Connection to the Mèng family: the collection has a Huí Mèng jùnwáng yīnlǐ shū (return-letter on marriage-protocol to Jùnwáng of the Mèng family) — Jùnwáng being Mèng Zhōnghòu 孟忠厚, nephew of Empress-Dowager Lóngyòu 隆祐. Mèng Zhōnghòu was a peer-relation of Qín Guì but resisted him. Wáng Míngqīng’s Huīzhú lù records that Wú Yù 吳棫 ghost-wrote Mèng Zhōnghòu’s memorial and consequently offended Qín Guì. The Sìkù editors hypothesise Zhòng’s punishment was due to his Mèng-family marriage-connection.

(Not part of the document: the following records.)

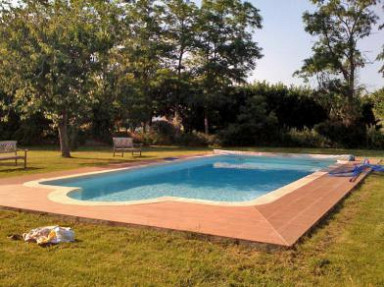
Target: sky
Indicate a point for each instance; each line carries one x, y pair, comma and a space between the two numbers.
285, 44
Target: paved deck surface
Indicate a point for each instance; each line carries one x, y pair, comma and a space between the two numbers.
281, 222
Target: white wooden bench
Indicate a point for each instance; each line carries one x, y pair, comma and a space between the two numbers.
125, 145
8, 151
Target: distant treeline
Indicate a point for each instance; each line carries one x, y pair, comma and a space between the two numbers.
257, 114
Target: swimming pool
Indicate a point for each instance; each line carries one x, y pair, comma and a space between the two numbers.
218, 178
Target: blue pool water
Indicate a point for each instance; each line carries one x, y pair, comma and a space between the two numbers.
225, 178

The Sìkù editors’ aesthetic verdict: ancient prose gāojiǎn yǒu fǎdù (lofty-and-concise, with rule-and-measure); parallel-prose able-to use sǎnxíng (free-flowing) for páiǒu (parallel-couplet) — ŌuSū surviving-style; poetry also qīngjùn bású (clear-elegant, transcending-vulgarity).